Travis Bickle is the hero in “Taxi Driver.” He’s as crazy as they are, a psychotic, but played by De Niro as a fascinating character residing in a place that’s his creation as much as he is the creation of it.
Vincent Canby of the New York Times said, “Taxi Driver is in many ways a much more polished film than Mr. Scorsese's other major Manhattan movie, Mean Streets, but its polish is what ultimately makes it seem less than the sum of its parts.” The original screenplay was done by Paul Schrader, who was new at the time, and he enforces a smart plan on Travis’s story that finally makes it too simple. It steals the mystery from the film. Canby says, “At the end you may feel a bit cheated, as you do when the solution of a whodunit fails to match the grandeur of the crime.”
Until that last moment “Taxi Driver” is a vivid, electrifying portrait of a character so particular that you will be surprised that he makes constant dramatic sense. Canby comments, “Psychotics are usually too different, too unreliable, to be dramatically useful except as exotic decor.”
Travis Bickle – a character designed by the actor, writer, and director – remains one of the greatest characters ever portrayed from beginning to end, probably because he is more of a character who is crazy.

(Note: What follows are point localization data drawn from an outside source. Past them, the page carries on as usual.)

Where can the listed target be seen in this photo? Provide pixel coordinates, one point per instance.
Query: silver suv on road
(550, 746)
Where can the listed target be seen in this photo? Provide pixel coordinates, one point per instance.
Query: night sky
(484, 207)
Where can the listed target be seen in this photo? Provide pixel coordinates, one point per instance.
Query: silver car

He is the person who shows us our nightmares of urban isolation, treated in a performance that is effective as much for what De Niro does to this character. This kind of acting is rarely seen. This is talent, which one gets in theater, as well as from behavior, which is what movies normally give the viewers.
If De Niro was not so good of an actor, Travis would be your usually sideshow freak. The screenplay gives him plenty of time to work with the character, thankfully. Until the final moments, “Taxi Driver” has a type of hyper lack of direction that is a direct reflection of Travis’s mind, capable of eruptions of common sense and discipline that are separated when he is confused. Travis writes in his diary, “I don’t believe that one should devote his life to morbid self-attention,” and then sets out to make a name for him by plotting a murder of a politician.
Travis is a buildup of self-destruct instruments. He befriends a pretty, smart campaign worker, played by Cybill Shepherd (who Canby says “recoups the reputation lost in At Long Last Love”), but wonders why she is appalled when he takes her to see one of his favorite adult films. Canby describes Travis’s mind as “full of crossed wires and short circuits.”
There is a point in the film (which I will not say or else I will give away the plot) where is questionable, but the rest of the film works. The supporting cast, which is always seen in Scorcese movies, is just great. They include Jodie Foster as a teenage hustler, Harvey Keitel as her pimp, and Peter Boyle as a confused Manhattan cab driver.
You may want to argue with “Taxi Driver” at the end, and with good reasons, but you won’t waste your time with it. Go see the film if you haven’t, you will love it. Especially since this film has the famous De Niro line where he looks in his mirror and says, “You talkin’ to me?” This film deserves a solid 10.